“Most importantly it will allow us to avoid default and end the crisis that Washington imposed on the rest of America. And it will allow us to lift the cloud of doubt and uncertainty.”
President Barack Obama, speaking after Republicans and Democrats agreed to raise the debt ceiling in a five-to-midnight deal that avoided an unprecedented US default on its debt.
But as today’s global market carnage might indicate, was the deal too late? What are the longterm implications for economic policy?
In collaboration with ABC’s The Drum, we’ve asked four experts for their analysis of the repercussions of last week’s US debt crisis.
Remy Davison, Senior Lecturer in International Relations, Deputy Director of the Monash European and EU Centre, Monash University
“There was always going to be a deal, albeit at five minutes to midnight. But even a partial default by the US government would have derailed public services, spooked share markets and sent chills throughout the entire global financial system. Hold onto your hats: it’s going to be a hell of a ride.”

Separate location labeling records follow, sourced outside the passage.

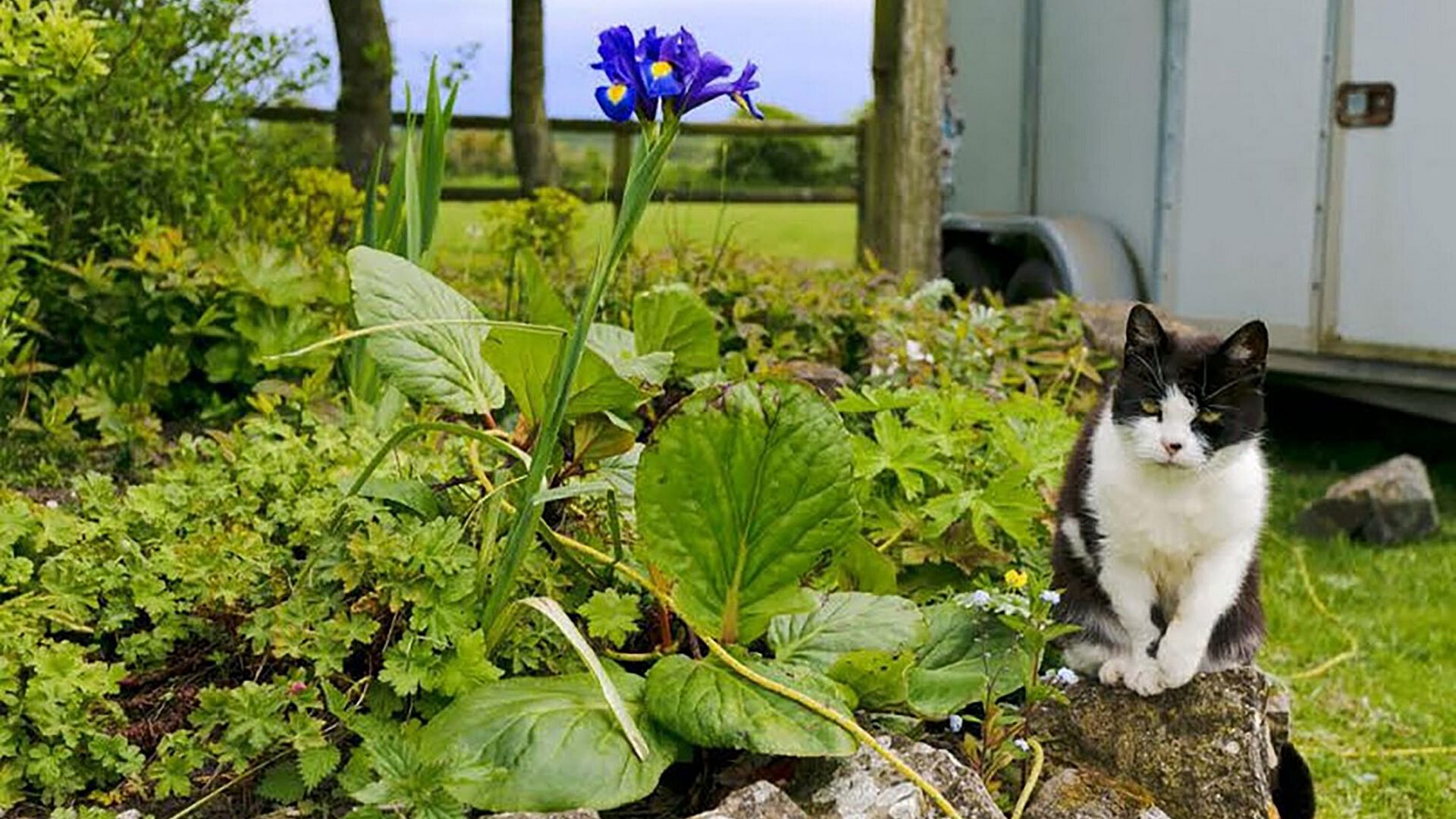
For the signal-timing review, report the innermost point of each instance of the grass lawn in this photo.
(1398, 691)
(794, 231)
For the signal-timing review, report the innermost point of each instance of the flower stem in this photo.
(837, 719)
(1037, 758)
(641, 183)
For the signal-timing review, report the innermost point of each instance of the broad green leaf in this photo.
(433, 363)
(674, 319)
(965, 651)
(601, 435)
(880, 678)
(557, 741)
(742, 493)
(711, 706)
(552, 611)
(846, 621)
(617, 347)
(525, 359)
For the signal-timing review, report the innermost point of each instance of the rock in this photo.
(1201, 751)
(579, 814)
(759, 800)
(1106, 324)
(1082, 795)
(1383, 504)
(820, 376)
(865, 786)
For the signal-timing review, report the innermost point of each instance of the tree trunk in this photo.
(902, 168)
(366, 69)
(530, 130)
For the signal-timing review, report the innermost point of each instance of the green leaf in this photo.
(539, 300)
(436, 363)
(601, 435)
(965, 651)
(525, 359)
(880, 678)
(867, 569)
(674, 319)
(711, 706)
(612, 615)
(846, 621)
(413, 494)
(281, 783)
(618, 349)
(316, 764)
(557, 741)
(739, 497)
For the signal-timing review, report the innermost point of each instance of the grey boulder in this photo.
(1082, 795)
(1201, 751)
(1385, 504)
(758, 800)
(865, 786)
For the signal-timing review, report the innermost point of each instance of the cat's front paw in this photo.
(1145, 676)
(1178, 664)
(1138, 673)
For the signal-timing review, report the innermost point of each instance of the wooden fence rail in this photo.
(622, 156)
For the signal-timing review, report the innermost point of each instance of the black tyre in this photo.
(1036, 279)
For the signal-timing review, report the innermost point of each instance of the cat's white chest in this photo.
(1166, 519)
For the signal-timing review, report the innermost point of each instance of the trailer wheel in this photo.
(1036, 279)
(970, 270)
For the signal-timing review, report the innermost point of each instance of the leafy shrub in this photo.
(544, 224)
(938, 338)
(786, 161)
(140, 110)
(479, 152)
(177, 331)
(315, 210)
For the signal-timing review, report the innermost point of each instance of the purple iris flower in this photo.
(672, 69)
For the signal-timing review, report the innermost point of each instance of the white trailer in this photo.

Timothy Lynch, lecturer in American politics, University of Melbourne
“Despite the apparent disgust of many Americans and the contempt held by many outside observers, US politics is supposed to look this way – at least sometimes.”

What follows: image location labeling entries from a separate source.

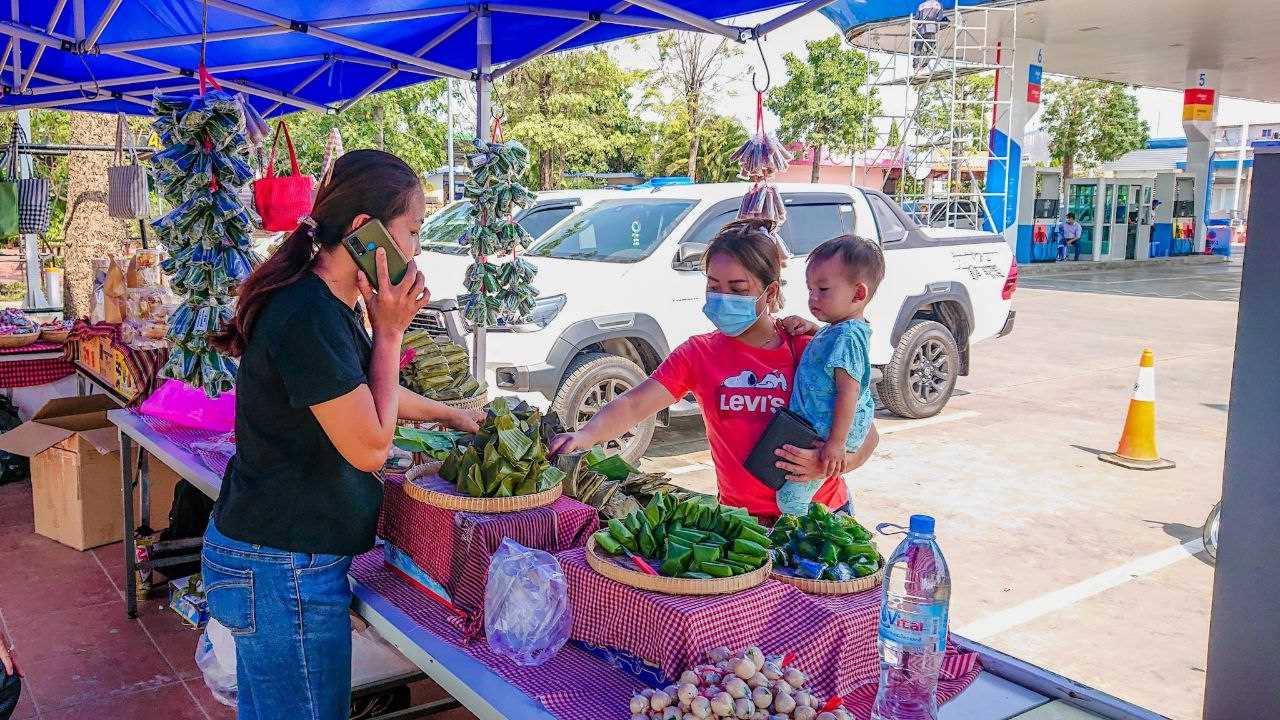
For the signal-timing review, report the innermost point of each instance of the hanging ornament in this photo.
(201, 173)
(497, 292)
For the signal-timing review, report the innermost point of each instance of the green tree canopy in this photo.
(1091, 122)
(718, 139)
(574, 110)
(823, 103)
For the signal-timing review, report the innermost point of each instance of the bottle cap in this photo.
(922, 524)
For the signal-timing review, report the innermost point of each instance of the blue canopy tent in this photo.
(324, 55)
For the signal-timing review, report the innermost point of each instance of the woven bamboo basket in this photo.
(613, 570)
(9, 341)
(424, 484)
(832, 587)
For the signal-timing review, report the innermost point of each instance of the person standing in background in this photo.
(1069, 236)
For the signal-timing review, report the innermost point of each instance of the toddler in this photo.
(832, 383)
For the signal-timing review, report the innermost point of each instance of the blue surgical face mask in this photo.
(731, 314)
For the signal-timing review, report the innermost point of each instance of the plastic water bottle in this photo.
(913, 627)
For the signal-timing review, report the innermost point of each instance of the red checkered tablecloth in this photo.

Tim Anderson, Political Economy, University of Sydney
“Whatever the short-term outcomes of President Obama’s conflict with Congress – which will continue despite this week’s deal – we will see continued devaluation of the US dollar, some discounting of US bonds and greater "real economy” impacts on countries with strong economic links with the US.“
Wendy Schiller, Associate Professor, Department of Political Science, Brown University, United States
"Given the public’s overwhelming reaction to the extended debt ceiling negotiations, it may be that the Tea Party members in Congress won in the short term, but their indifference to the economic reputation and stability of the US federal government may undermine their longer term goal of becoming a majority party in American politics.”